There is a call from environmental health advocates to reduce the amount of toxic disinfectants being used when cleaning. What seems to be happening in public places is that the strongest disinfectant available is being used improperly regularly, either by not cleaning appropriately before use, using the wrong disinfectant, or by using them when they aren’t even needed. This practice should shift to using a disinfectant only in high touch areas, after cleaning the area first, and only in the spot that needs a disinfectant. And what we really need are lots of creative and innovative companies to design out the toxic part altogether for places that need to use a high volume of cleaning products.

The Pressure is On. Women’s Voices for the Earth (WVE), in coalition with organizations across the country, has been running a very successful campaign called the Safe Cleaning Products Initiative. They released a report called Disinfectant Overkill in 2008 that includes a fact sheet. In the fact sheet it states, “The overuse of disinfectant chemicals also contributes to the growing problem of antibiotic-resistant bacteria, more commonly known as “superbugs”. In September 2009 Senator Franken introduced legislation to require cleaning product companies to disclose the ingredients in their products. No, that is not common at the moment. But check out this great timeline of how consumers are keeping the pressure on these companies to be more transparent about the chemicals in their products. Our health is being compromised by the overabundance of toxic chemicals in our cleaning products and we need a mixture of quality products and good policies to help.

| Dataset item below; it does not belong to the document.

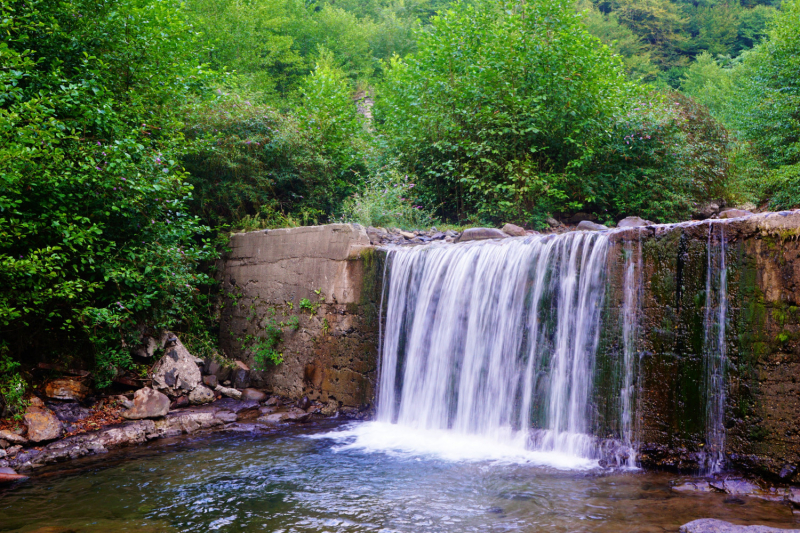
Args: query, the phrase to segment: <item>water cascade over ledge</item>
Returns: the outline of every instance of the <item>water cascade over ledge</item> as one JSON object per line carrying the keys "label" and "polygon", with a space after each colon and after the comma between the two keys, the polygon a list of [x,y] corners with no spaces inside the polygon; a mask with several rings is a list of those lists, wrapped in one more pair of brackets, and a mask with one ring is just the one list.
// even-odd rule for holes
{"label": "water cascade over ledge", "polygon": [[[727,270],[724,224],[708,228],[703,461],[716,473],[725,446]],[[404,431],[406,445],[411,433],[428,432],[440,444],[480,441],[583,466],[635,467],[643,231],[628,230],[616,245],[612,231],[389,249],[377,422]],[[607,302],[614,280],[618,299]],[[598,362],[601,337],[613,346]]]}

What You Can Do. INFORM has a project called Cleaning for Health. It includes a wide range of reports and fact sheets to help understand what chemicals in the cleaning products we use are harmful and how to avoid them. It even helps you mobilize other people in your community, like janitorial staff and facilities managers, to make healthier decisions. What has been the most surprising for me while learning about green cleaning is that using a number of different chemicals to clean our homes, offices, and schools isn’t a necessity. Many times if we just shift around our cleaning practices a little bit, we would do a pretty good job of cleaning with very few chemicals at all. Putting mats inside and outside the front door and using microfibers go a long long way to healthier cleaning. There are organizations in almost every state that is working on green cleaning, especially when it comes to schools and day cares.

Read up on the organization's I've pointed to and join the effort!